Ala Bisa Karena Biasa

Setelah posting “Tips Mudah Mendapat Google Sitelink”, jaringan hotspot di tempatku tinggal terputus karena petir. Sehingga berbekal modem lemot, yang kadang putus kadang nyambung demi untuk mengobati kerinduan kepada sobat blogger, postingan yang ga tahu juntrungannya ini ane publish sebagai sarana untuk menasehati diri sendiri. 

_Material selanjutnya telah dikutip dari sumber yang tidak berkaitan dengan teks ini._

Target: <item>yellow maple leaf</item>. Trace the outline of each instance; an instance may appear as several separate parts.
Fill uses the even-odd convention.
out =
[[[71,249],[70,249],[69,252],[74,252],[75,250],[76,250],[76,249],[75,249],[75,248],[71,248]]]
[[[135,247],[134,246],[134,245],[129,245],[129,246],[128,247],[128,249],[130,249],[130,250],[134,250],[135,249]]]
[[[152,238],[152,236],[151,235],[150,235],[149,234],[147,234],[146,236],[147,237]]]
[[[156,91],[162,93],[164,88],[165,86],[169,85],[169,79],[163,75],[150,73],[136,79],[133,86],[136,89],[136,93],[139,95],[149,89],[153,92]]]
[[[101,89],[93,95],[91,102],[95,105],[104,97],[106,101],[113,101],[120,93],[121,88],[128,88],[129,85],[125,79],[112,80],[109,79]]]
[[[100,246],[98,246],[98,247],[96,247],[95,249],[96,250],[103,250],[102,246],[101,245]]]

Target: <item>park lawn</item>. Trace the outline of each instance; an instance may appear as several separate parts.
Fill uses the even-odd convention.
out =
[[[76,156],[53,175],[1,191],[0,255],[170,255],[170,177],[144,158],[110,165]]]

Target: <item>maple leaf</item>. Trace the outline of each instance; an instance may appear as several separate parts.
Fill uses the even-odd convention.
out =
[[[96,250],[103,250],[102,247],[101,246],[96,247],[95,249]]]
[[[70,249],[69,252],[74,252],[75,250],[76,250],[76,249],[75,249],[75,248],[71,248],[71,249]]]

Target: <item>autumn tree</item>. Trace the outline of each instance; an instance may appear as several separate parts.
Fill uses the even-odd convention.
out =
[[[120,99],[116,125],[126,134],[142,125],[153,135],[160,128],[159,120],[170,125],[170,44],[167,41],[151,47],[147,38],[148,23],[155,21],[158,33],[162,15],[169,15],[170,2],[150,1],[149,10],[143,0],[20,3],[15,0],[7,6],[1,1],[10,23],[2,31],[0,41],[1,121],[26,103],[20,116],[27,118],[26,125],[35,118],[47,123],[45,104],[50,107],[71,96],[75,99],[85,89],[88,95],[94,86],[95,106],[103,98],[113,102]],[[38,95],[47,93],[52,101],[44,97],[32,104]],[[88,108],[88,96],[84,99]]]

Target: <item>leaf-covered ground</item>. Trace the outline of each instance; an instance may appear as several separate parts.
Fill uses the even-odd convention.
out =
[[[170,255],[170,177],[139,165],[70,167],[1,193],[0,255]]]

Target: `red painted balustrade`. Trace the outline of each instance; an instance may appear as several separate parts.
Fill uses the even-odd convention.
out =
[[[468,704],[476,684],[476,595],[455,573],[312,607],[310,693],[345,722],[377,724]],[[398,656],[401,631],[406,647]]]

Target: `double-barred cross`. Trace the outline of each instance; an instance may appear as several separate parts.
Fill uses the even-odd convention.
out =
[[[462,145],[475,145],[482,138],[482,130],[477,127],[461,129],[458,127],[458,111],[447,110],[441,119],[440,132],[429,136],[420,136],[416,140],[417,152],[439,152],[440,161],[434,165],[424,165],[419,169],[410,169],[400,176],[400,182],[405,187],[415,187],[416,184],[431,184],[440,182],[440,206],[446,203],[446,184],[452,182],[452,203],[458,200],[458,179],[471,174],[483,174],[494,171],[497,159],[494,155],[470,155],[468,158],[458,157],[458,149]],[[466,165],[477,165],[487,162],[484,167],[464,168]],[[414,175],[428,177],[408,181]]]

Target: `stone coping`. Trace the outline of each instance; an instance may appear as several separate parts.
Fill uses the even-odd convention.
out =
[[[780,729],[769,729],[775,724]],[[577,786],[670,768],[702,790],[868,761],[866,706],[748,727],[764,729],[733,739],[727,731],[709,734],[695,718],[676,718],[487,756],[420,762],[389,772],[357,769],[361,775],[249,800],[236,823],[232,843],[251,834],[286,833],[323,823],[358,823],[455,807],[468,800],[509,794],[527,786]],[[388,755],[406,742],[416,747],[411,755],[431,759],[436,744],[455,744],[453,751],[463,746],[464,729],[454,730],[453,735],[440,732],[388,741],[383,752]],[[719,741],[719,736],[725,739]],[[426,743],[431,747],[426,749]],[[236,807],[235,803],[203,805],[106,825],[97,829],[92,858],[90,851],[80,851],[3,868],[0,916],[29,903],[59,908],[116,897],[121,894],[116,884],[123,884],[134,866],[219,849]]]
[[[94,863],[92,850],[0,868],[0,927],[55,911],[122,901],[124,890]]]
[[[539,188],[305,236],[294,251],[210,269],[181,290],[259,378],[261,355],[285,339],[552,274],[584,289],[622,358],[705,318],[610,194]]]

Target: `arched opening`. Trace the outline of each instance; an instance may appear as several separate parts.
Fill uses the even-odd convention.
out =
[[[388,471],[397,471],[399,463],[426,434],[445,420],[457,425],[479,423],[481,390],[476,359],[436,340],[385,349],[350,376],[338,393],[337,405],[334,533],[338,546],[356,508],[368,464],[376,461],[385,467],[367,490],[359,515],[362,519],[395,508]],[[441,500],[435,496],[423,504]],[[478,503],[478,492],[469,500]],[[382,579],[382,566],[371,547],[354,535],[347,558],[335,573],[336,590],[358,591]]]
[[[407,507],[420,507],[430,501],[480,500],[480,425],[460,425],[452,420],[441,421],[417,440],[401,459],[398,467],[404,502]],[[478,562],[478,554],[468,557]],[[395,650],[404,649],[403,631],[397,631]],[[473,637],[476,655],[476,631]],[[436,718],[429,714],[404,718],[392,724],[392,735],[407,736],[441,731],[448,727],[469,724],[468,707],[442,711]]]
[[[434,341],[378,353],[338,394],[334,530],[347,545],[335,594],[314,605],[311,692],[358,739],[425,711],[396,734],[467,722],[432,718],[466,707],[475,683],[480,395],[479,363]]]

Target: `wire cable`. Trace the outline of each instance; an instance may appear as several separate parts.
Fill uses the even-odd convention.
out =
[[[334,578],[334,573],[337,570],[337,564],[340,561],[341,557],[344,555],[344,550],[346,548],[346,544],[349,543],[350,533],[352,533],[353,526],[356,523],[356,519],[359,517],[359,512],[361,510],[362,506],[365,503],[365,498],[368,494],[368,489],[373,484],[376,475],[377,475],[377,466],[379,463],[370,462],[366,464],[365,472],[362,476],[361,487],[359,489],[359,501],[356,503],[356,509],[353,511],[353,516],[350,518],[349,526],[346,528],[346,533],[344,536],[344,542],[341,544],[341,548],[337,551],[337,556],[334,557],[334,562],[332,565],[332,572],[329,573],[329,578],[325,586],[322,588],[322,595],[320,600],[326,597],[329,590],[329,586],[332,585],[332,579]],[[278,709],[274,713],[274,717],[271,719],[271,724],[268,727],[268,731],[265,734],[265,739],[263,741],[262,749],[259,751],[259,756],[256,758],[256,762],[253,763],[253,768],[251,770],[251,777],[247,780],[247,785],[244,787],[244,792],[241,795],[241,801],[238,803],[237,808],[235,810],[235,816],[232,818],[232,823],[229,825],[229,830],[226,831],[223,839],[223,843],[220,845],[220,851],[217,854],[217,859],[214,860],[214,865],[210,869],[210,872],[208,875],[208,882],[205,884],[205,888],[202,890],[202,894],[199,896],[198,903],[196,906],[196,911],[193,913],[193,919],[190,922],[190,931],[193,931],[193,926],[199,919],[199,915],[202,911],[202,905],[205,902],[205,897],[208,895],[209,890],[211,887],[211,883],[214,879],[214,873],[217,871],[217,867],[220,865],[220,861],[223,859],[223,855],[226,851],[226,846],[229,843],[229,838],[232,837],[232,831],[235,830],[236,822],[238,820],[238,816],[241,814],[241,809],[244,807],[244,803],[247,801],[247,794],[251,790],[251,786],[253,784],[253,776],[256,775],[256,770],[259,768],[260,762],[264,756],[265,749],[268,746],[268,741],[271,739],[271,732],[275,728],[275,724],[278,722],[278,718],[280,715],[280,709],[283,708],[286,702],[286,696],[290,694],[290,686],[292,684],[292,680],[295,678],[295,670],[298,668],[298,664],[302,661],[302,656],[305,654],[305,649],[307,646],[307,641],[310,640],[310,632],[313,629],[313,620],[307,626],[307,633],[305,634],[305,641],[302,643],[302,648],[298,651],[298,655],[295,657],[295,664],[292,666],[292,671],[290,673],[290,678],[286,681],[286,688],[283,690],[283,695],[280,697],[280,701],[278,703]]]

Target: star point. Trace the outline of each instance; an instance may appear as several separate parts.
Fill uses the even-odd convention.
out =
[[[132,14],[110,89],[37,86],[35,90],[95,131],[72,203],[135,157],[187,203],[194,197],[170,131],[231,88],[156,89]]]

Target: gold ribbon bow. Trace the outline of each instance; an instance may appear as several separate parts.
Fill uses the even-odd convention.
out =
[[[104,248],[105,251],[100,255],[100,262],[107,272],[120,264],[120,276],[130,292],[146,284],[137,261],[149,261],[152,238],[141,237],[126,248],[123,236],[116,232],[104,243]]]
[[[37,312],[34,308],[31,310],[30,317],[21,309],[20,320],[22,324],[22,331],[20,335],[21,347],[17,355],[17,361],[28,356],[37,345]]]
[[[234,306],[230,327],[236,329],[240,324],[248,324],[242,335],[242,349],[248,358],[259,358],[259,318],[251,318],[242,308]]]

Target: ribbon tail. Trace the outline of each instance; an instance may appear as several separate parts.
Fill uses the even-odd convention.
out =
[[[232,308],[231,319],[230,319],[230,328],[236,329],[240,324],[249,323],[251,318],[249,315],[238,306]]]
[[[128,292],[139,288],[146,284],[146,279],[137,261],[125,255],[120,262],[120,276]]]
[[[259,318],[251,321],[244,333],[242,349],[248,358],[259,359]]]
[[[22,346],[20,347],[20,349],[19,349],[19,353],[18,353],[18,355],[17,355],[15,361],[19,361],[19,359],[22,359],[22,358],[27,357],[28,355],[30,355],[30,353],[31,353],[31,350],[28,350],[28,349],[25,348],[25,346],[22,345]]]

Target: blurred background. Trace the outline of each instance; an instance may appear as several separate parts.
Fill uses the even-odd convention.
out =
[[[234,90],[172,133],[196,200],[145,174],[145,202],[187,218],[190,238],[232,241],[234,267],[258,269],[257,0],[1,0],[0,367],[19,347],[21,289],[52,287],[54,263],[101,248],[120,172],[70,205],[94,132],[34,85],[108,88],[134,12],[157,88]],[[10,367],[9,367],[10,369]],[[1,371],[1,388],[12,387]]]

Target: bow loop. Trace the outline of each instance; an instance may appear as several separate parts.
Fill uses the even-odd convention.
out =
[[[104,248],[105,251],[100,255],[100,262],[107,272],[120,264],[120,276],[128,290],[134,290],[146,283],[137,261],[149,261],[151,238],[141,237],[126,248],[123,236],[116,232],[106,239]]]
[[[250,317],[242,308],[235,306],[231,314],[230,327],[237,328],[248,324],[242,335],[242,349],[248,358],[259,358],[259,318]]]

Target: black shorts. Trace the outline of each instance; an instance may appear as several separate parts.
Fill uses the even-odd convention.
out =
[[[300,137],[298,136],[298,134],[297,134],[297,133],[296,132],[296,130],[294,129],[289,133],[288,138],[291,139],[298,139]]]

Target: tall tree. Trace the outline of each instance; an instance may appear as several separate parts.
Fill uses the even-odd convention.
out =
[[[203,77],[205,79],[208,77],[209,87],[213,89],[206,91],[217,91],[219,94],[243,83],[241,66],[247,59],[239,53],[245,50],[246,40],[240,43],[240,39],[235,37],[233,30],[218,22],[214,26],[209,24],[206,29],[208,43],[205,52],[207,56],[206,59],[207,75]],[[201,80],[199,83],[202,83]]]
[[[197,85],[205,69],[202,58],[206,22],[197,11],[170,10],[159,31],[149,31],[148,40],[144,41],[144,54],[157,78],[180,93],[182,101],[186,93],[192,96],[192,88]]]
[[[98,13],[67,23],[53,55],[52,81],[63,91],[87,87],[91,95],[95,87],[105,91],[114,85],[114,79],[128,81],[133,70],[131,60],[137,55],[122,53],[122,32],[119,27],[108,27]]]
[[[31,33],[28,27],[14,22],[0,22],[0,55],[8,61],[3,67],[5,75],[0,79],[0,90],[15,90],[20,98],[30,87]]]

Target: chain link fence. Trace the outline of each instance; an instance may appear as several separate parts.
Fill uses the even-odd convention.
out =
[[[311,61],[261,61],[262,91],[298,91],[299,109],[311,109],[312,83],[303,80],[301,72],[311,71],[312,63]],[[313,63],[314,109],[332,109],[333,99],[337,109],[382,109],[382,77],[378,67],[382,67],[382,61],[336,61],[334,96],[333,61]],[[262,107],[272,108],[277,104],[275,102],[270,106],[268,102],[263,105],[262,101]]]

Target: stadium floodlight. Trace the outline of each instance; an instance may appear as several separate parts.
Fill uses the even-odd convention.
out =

Pernahkah sobat sebelum tidur menyalakan jam beker. Yah.. jam beker agar terbangun sesuai dengan waktu yang di inginkan. Tapi apakah sobat langsung terbangun ketika mendengar suara beker tersebut, atau malah mematikan lagi kemudian tidur lagi? Silakan dijawab masing-masing.
Bagi kita yang sering mendengar jam beker kemudian mematikan dan tidur kembali, kita akan merasa terbiasa  dan kebal. Yang pada akhirnya kita tidak akan terbangun ketika mendengan jam beker berbunyi karena telinga kita sudah beradaptasi, tidak lagi bereaksi ketika jam beker berbunyi.
Sama halnya orang yang tinggal dipinggir jalan raya, di pinggir rel kereta api, atau bahkan di pinggir tempat pembuangan sampah. Yang terbiasa tinggal dipinggir jalan dan rel, mereka bisa tidur dengan nyenyak walaupun ada suara berisik ,suara mobil lewat, suara kereta lewat,  suara tukang sayur lewat dan sebaginya. Bau sampah yang menyengat buat yang tinggal di pinggir sampah tidak mengusik sama sekali. Kenapa bisa demikian? Ya karena sering mengabaikan dan tidak menghiraukannya sehingga  lama kelamaan menjadi kebal.
Pernahkah juga kita mendengar seruan adzan kemudian kita tidur lagi. Akan sama akibatnya jika kita mengabaikannya. Kita akan terbisa santai dan bahkan meremehkan panggilan Allah tersebut akibat kita sering terbiasa tidak menghiraukannya.

Ala Bisa Karena Biasa…., semoga kita terhindar dari sikap demikian.